There’s no supported way to detect jailbroken phones.
My recommendation here is that you not attempt to do this because:
unsupported techniques are… well… unsupported
such techniques can cause problems with App Review
such techniques tend to be brittle, that is, they break as the OS evolves; this causes two problems:
- false positives
- crashes, or other failures
both of which annoy your legitimate users
it puts you into an arms race with your attackers; if lots of apps use a specific check, the attackers will patch that check
It is better, IMO, to spend your time adding features that help you legitimate users.
Oh, one last thing: as jailbreak detection is not supported, it’s not an appropriate topic for DevForums. I’m happy to discuss it in general terms but let’s not stray into the specific technicalities, eh?
Share and Enjoy
Quinn “The Eskimo!”
Apple Developer Relations, Developer Technical Support, Core OS/Hardware
let myEmail = "eskimo" + "1" + "@apple.com"
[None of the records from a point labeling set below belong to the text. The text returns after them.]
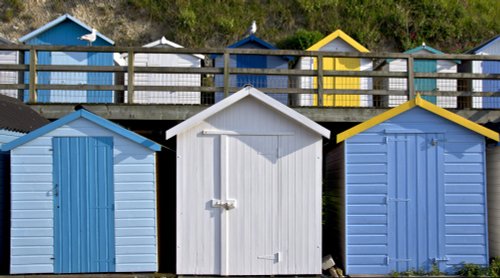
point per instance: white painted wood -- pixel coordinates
(242, 94)
(293, 201)
(158, 79)
(32, 202)
(9, 77)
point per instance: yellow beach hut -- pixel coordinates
(337, 41)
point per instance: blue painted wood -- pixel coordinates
(66, 33)
(89, 116)
(84, 238)
(426, 84)
(4, 211)
(415, 202)
(445, 216)
(251, 61)
(491, 85)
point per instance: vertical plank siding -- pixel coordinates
(493, 166)
(458, 190)
(32, 217)
(294, 203)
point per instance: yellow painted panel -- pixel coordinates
(353, 83)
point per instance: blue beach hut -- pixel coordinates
(254, 61)
(411, 189)
(65, 30)
(16, 119)
(83, 198)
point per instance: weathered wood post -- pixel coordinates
(320, 80)
(20, 76)
(33, 79)
(411, 78)
(226, 74)
(131, 70)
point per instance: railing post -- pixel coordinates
(320, 80)
(33, 79)
(411, 78)
(226, 74)
(20, 76)
(130, 83)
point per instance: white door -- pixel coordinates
(249, 205)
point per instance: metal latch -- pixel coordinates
(227, 205)
(276, 257)
(443, 259)
(389, 259)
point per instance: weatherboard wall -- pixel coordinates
(493, 166)
(67, 33)
(355, 64)
(291, 210)
(257, 81)
(32, 215)
(449, 217)
(5, 137)
(158, 79)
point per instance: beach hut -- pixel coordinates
(337, 41)
(8, 57)
(421, 84)
(65, 30)
(83, 198)
(490, 47)
(248, 189)
(159, 79)
(16, 119)
(254, 61)
(411, 191)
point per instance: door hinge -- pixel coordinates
(389, 259)
(227, 205)
(387, 200)
(276, 257)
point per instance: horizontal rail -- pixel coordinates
(273, 52)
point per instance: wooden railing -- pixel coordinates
(32, 86)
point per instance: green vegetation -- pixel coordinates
(10, 8)
(381, 25)
(473, 270)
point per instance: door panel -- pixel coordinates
(415, 202)
(426, 84)
(68, 78)
(251, 61)
(250, 228)
(83, 205)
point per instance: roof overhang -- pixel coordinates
(241, 94)
(422, 103)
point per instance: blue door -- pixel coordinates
(491, 85)
(83, 205)
(426, 84)
(415, 202)
(251, 61)
(68, 78)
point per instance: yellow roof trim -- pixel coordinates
(338, 34)
(422, 103)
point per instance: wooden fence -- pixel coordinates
(32, 86)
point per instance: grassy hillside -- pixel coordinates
(381, 25)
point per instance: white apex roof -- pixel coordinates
(241, 94)
(164, 41)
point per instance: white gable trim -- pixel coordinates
(245, 92)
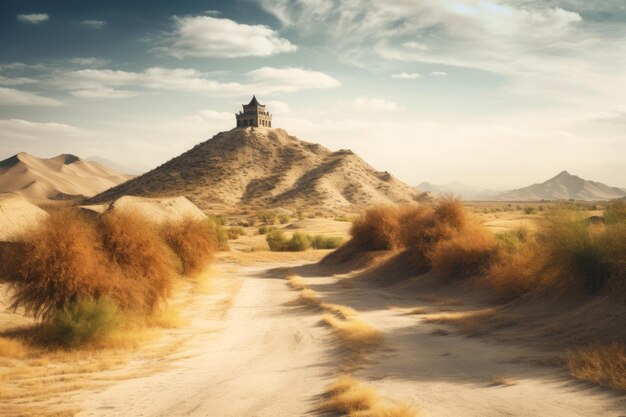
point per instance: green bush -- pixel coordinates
(83, 322)
(265, 229)
(267, 217)
(276, 241)
(299, 242)
(234, 232)
(615, 212)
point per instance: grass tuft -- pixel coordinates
(602, 364)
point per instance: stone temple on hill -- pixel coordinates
(254, 114)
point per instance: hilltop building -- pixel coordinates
(254, 114)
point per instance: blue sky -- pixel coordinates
(496, 93)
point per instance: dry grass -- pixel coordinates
(193, 241)
(356, 399)
(355, 333)
(136, 248)
(600, 364)
(376, 229)
(464, 254)
(341, 311)
(500, 380)
(296, 282)
(309, 297)
(11, 348)
(59, 261)
(347, 395)
(469, 322)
Why can't it be discussed? Just because there isn't an official method doesn't mean methods can't be discussed. In fact, major programs like tivo, and banking apps all have anti-jailbreak methods that work extremely well. I like to learn how that is done, since it seems the major anti-jailbreak detections tools fail against it. Why is it TiVo is able to successfully evade these tools, but all the other libraries just simply read the file system for verboten files? The entire point of discussion is to discuss development ideas. So I 100% disagree with your response to OP. This is something to be discussed and what better place than the official apple forums? So if us "little" guys get rejected for doing these things, you should also reject Concur, TiVo, etc for doing the same thing. If they have such excellent detection that is far superior to what I can do, then clearly they are doing something that is against the T&C of the App Store, and clearly Apple is condoning it.
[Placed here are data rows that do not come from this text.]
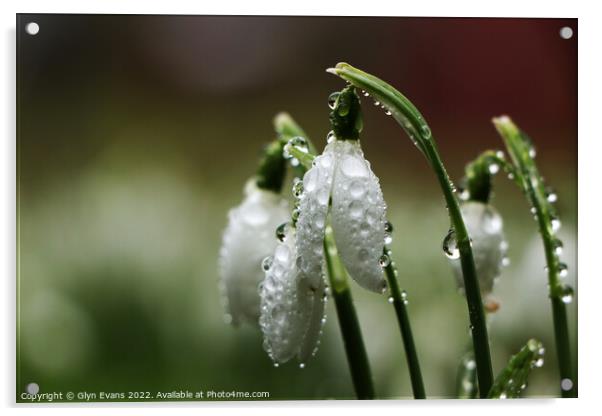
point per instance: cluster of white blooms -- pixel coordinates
(341, 183)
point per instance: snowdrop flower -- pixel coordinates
(292, 312)
(248, 239)
(342, 183)
(485, 228)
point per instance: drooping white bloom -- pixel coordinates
(342, 176)
(248, 239)
(485, 228)
(292, 312)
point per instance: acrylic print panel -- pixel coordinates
(152, 260)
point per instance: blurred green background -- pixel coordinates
(136, 135)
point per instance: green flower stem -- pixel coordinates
(521, 152)
(348, 322)
(304, 157)
(466, 383)
(513, 379)
(287, 128)
(272, 168)
(400, 305)
(357, 357)
(410, 119)
(479, 174)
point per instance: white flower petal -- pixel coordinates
(249, 238)
(358, 216)
(317, 185)
(316, 299)
(485, 228)
(291, 311)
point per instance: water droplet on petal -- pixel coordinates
(267, 263)
(357, 189)
(330, 137)
(297, 187)
(353, 167)
(281, 231)
(384, 260)
(555, 222)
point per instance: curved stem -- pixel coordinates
(410, 119)
(348, 322)
(400, 304)
(522, 154)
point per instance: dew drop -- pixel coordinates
(281, 231)
(330, 137)
(363, 255)
(388, 227)
(551, 196)
(404, 297)
(356, 209)
(357, 189)
(353, 167)
(566, 294)
(563, 270)
(566, 384)
(558, 246)
(332, 100)
(555, 222)
(282, 254)
(493, 168)
(295, 214)
(450, 246)
(297, 187)
(267, 263)
(384, 260)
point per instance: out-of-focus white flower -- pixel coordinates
(342, 176)
(247, 240)
(485, 229)
(292, 312)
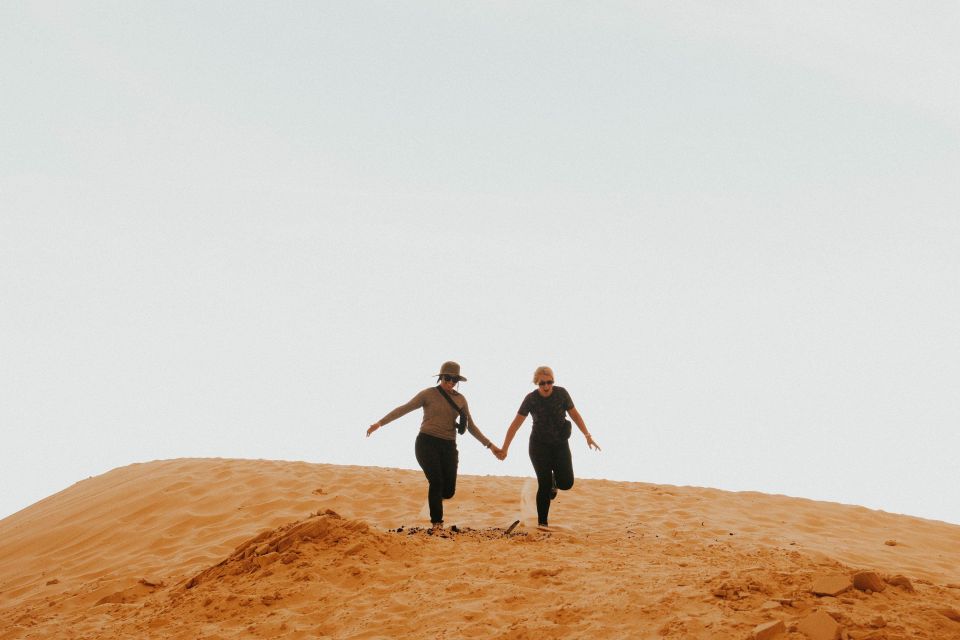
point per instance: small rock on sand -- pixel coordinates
(868, 581)
(831, 585)
(901, 581)
(768, 630)
(819, 625)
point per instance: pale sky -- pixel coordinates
(252, 229)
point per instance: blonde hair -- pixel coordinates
(541, 371)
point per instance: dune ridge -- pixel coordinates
(219, 548)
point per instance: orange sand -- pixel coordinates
(218, 548)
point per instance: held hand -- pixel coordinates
(591, 443)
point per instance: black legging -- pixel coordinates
(551, 462)
(438, 458)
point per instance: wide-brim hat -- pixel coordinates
(450, 368)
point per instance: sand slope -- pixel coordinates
(216, 548)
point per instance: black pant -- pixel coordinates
(551, 462)
(438, 458)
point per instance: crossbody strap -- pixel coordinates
(462, 424)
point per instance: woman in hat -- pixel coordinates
(549, 438)
(436, 446)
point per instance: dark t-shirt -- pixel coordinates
(548, 414)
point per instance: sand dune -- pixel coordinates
(215, 548)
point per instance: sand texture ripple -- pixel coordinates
(217, 548)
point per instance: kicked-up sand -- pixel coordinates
(215, 548)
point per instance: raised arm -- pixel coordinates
(476, 433)
(415, 403)
(578, 419)
(511, 432)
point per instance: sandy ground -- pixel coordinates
(215, 548)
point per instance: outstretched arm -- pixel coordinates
(415, 403)
(511, 432)
(583, 428)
I am working on a streaming app with hundreds of thousands users, and we don't have a single jailbroken user in the logs, and jailbreaking is not even a concern for us these days.
My suggestion is the same as Eskimos, don't even bother.
Make a secure architecture instead, that doesn't trust the client.
Most applications nowadays rely heavily on REST interfaces, which can easily be fooled and tampered with using a regular proxy server, (even with https, unless they use cert pinning) so a jailbroken client should be the least of your concerns.